Empiezo mi colaboración de este mes con una merecida disculpa a los lectores de la revista: he releído mis artículos de los últimos meses y, aunque no están demasiado mal escritos y habrá incluso quien pueda considerarlos interesantes, reconozco que no me parecen lo suficientemente entretenidos. Quizás he perdido un punto de frescura desde que empecé a publicar aquí, así que, para compensar el error, creo que marzo, que nos anticipa ya la primavera, es un buen momento para cambiar de registro, alejarnos un poco de la actualidad, de los problemas, e intercalar una pieza más breve, más literaria, algo fantástica, de ficción, con la que pedir perdón a mis atentos, sufridos e incondicionales lectores. Espero de todo corazón que os guste y, con un poco de suerte, os sorprenda. Os confesaré que a mí, desde luego, me sorprendió mucho escribirla.

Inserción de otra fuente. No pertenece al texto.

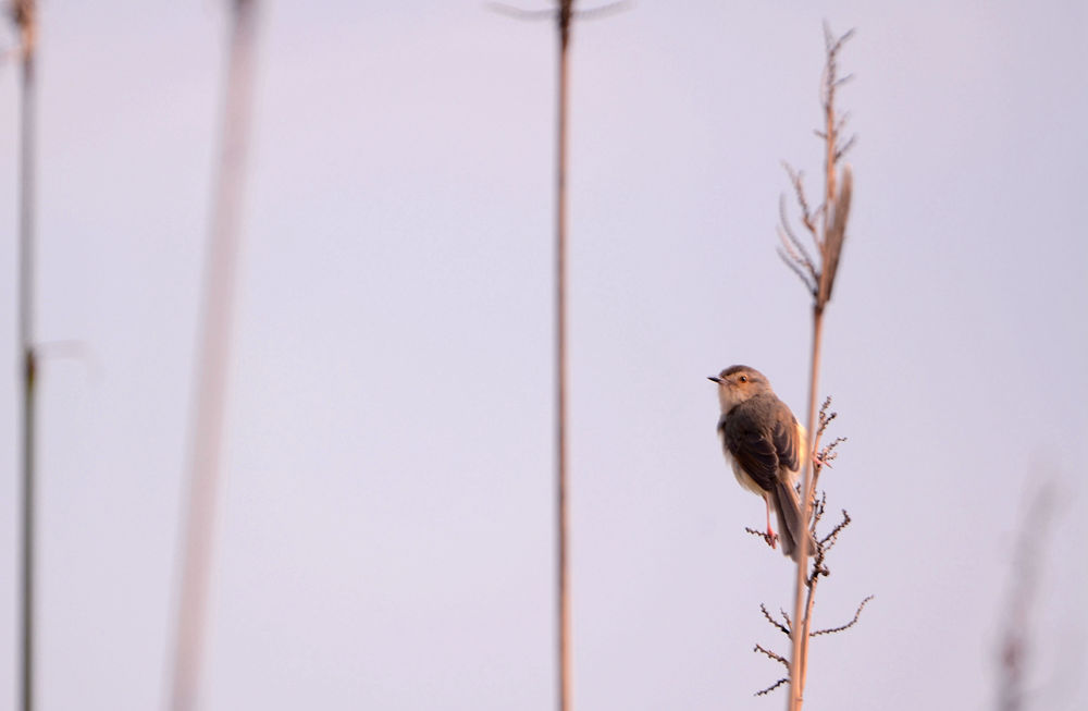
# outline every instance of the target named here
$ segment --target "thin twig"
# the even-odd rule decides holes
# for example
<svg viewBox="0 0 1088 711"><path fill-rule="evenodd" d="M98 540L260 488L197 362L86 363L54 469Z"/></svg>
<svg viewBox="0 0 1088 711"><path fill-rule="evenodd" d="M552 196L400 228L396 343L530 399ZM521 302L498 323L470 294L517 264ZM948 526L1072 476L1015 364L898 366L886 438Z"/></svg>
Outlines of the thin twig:
<svg viewBox="0 0 1088 711"><path fill-rule="evenodd" d="M778 679L777 682L775 682L774 684L771 684L770 686L768 686L767 688L763 689L762 691L756 691L754 694L754 696L767 696L768 694L770 694L771 691L774 691L775 689L777 689L781 685L789 684L789 683L790 683L790 678L789 677L782 677L782 678Z"/></svg>
<svg viewBox="0 0 1088 711"><path fill-rule="evenodd" d="M752 651L761 652L762 654L765 654L767 658L775 660L776 662L784 666L787 670L790 669L790 662L787 661L784 657L782 657L781 654L776 654L775 652L770 651L766 647L763 647L762 645L756 645L755 649L753 649Z"/></svg>
<svg viewBox="0 0 1088 711"><path fill-rule="evenodd" d="M749 528L747 526L744 527L744 531L747 534L752 534L757 538L762 538L764 543L766 543L770 548L775 548L775 539L771 538L770 534L768 534L767 531L756 530L754 528Z"/></svg>
<svg viewBox="0 0 1088 711"><path fill-rule="evenodd" d="M808 636L816 637L818 635L833 635L837 632L850 629L851 627L857 624L857 618L862 616L862 610L865 609L865 605L868 604L869 600L871 600L873 598L874 596L870 594L869 597L862 600L861 604L857 605L857 610L854 611L854 618L848 622L846 624L839 625L838 627L828 627L827 629L817 629L816 632L811 633Z"/></svg>
<svg viewBox="0 0 1088 711"><path fill-rule="evenodd" d="M22 59L22 115L20 120L20 197L18 197L18 341L16 363L22 370L22 475L23 530L21 550L20 609L20 702L23 711L34 708L35 653L35 485L36 485L36 384L38 357L35 348L35 152L36 152L36 54L37 8L34 0L15 0L11 19L18 30Z"/></svg>
<svg viewBox="0 0 1088 711"><path fill-rule="evenodd" d="M783 625L782 623L778 622L777 620L775 620L771 616L771 614L769 612L767 612L767 605L765 605L765 604L763 604L761 602L759 603L759 610L763 611L763 616L767 620L767 622L769 622L771 624L771 626L777 627L778 630L781 632L787 637L790 636L790 628L787 627L786 625ZM782 612L782 617L786 617L786 612L784 611Z"/></svg>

Ayer por la noche fui a la vieja casa familiar a recoger algunos libros que tenía que consultar. Llevaba un par de semanas sin pasar por allí por culpa de mi trabajo. Siempre estoy demasiado ocupado.
Al entrar en el salón me encontré otra vez a mi padre sentado en su butaca favorita, ojeando un periódico mientras fumaba un cigarrillo mentolado. Reconozco que siempre me ha gustado ese olor: me recuerda a mi infancia. Se alegró de verme, pero siempre me ha costado interpretar las emociones de mi padre y, últimamente, mucho más. No me sentía cómodo.